Each year hundreds of people prep their boats, assemble their teams and make their way to Newport Beach for this race. Some are well known, some not so well known. Some are in fast boats and some in not-so-fast boats. Some are locals and some travel great distances. Some have big budgets and some are sailing on a shoestring budget. All are different and all racing for their own reasons. The variety is incredible. Yet after the race they all share that they have done a N2E race together. They were out on the same water in the same conditions. They shared the adventure.
Let’s meet a few of these N2E racers, like Michael Nelson from Lake Mead, Las Vegas, Nevada, not next door and not an ocean port. Mike restored and races a water ballasted MacGregor 26, Chicken-of-the-Sea, in the PHRF G class. While Gran Prix boats are turning and burning at the finish, Mike is half way down the course toughing it out with a day of sailing to go. 2011 was a high point as they finished the race for the first time. Say what you will about slow boats, but the people who race them are seriously tough and deserving of respect. Not everyone is a rock star sailing a rocketship. It’s no surprise that Mike likes the hot tub and accommodations of the Hotel Coral. He has done three N2E races and plans to be back for 2013. Go Mike!
Meet Cindy Arosteguy out of Channel Islands Harbor, sailing for Anacapa YC, CIYC, and Channel Islands Women Sailing Association (got enough clubs, Cindy?). Cindy has done one N2E on her Ranger 33, Argo. Channel Islands is not Nevada, but it isn’t especially close either. She’s only been sailing 2 years. Her excitement this year was dodging a freighter at 1:00 AM, successfully accomplished by a vigilant watch and proper radio communication. Cindy would like to do N2E again. My kind of woman.
Meet Burkhard Justus. With a name like Burkhard you might guess he is not from around here, and you’d be right. Burkhard hails from Hamburg, Germany, and his home club, LSVH (heck of a return transit). He races Arrow, a Beneteau 10R. He has done eight N2E races, each with a different crew, five as skipper. He has finished 7th in his class twice and is proud of it, as he should be. He also says nice things about the improvements to the race in 2012.
Then we have Bob Roitblat of Chicago, who chartered and skippered Aimant de Fille, a Beneteau 36.7. 2012 was his first N2E. But back on the lakes, he does twenty-five races a year. His fun was pulling a crew together from Chicago, Miami, SoCal and Hawaii, then getting them all to Newport Beach.
Nigel Barron wanted to do his first N2E. He skippers a nice boat, an Andrew’s 53, Artemis. (Coincidentally Alan Andrews was in the 2012 N2E as well). Nigel’s only problem was the boat was in Seattle. No worries, he talked the owner into sailing his boat a few thousand miles south, just a walk in the park. He liked the race a lot, “like the Swiftsure, only with warm water.”

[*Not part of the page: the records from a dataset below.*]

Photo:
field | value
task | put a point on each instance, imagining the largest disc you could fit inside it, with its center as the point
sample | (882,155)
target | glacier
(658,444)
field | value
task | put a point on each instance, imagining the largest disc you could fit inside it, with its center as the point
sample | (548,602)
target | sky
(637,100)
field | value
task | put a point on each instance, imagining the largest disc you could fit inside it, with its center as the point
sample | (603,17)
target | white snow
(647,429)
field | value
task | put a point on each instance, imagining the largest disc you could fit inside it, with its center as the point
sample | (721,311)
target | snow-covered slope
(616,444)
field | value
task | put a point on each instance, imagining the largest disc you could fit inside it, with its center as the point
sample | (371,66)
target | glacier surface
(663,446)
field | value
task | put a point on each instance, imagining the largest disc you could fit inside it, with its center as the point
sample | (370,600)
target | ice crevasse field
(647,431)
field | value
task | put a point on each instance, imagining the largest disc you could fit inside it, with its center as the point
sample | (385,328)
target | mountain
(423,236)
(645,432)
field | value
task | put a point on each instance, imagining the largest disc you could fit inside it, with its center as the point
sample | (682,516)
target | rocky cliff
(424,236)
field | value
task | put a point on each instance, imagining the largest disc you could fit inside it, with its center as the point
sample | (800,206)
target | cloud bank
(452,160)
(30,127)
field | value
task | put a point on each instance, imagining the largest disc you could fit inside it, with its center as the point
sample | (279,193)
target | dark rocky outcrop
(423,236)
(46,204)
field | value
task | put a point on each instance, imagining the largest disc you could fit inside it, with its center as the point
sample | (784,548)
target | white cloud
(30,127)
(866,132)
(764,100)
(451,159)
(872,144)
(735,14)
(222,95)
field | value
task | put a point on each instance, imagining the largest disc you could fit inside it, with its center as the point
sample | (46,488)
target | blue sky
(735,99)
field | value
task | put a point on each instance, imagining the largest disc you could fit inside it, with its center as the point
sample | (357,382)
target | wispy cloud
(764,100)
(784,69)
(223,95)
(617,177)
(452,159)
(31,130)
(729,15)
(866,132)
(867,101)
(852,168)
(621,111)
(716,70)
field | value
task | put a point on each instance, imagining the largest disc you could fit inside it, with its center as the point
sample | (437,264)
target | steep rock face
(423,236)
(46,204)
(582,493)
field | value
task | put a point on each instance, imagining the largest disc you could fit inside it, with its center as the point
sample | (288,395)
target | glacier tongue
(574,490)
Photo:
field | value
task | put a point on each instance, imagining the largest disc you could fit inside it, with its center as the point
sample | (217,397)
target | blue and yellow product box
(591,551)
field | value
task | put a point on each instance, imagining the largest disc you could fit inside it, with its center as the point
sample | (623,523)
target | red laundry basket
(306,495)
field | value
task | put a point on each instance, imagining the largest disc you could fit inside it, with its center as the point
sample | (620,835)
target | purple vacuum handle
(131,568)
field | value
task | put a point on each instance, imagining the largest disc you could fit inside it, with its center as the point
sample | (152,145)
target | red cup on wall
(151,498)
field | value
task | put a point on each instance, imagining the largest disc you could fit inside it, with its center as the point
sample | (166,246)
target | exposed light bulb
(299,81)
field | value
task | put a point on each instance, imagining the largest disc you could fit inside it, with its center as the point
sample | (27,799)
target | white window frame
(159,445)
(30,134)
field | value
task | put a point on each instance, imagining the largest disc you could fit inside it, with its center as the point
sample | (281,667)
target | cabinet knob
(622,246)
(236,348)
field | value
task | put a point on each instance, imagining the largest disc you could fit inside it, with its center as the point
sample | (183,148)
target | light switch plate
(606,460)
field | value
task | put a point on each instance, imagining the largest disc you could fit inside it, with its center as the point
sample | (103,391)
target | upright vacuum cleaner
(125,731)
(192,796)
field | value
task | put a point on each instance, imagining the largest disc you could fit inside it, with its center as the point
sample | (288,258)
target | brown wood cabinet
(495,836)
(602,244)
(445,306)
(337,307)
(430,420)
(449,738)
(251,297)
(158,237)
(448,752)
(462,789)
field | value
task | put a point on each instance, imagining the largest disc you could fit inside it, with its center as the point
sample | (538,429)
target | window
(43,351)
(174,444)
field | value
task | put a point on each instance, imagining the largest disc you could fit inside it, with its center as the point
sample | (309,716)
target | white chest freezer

These diverse people overcame significant obstacles to get their varied boats into the 2012 N2E race. They shared the adventure with hundreds of other people doing the race. They had a great time and in doing so, helped make the 2012 N2E race GREAT!
I’m going out on a limb here and guess that a lot of you could get up and get your boat into the 2013 N2E race with a whole lot less effort than these folk. I’ll even mention the $50 discount for registering in the month of December. Come out and participate in a great race in 2013.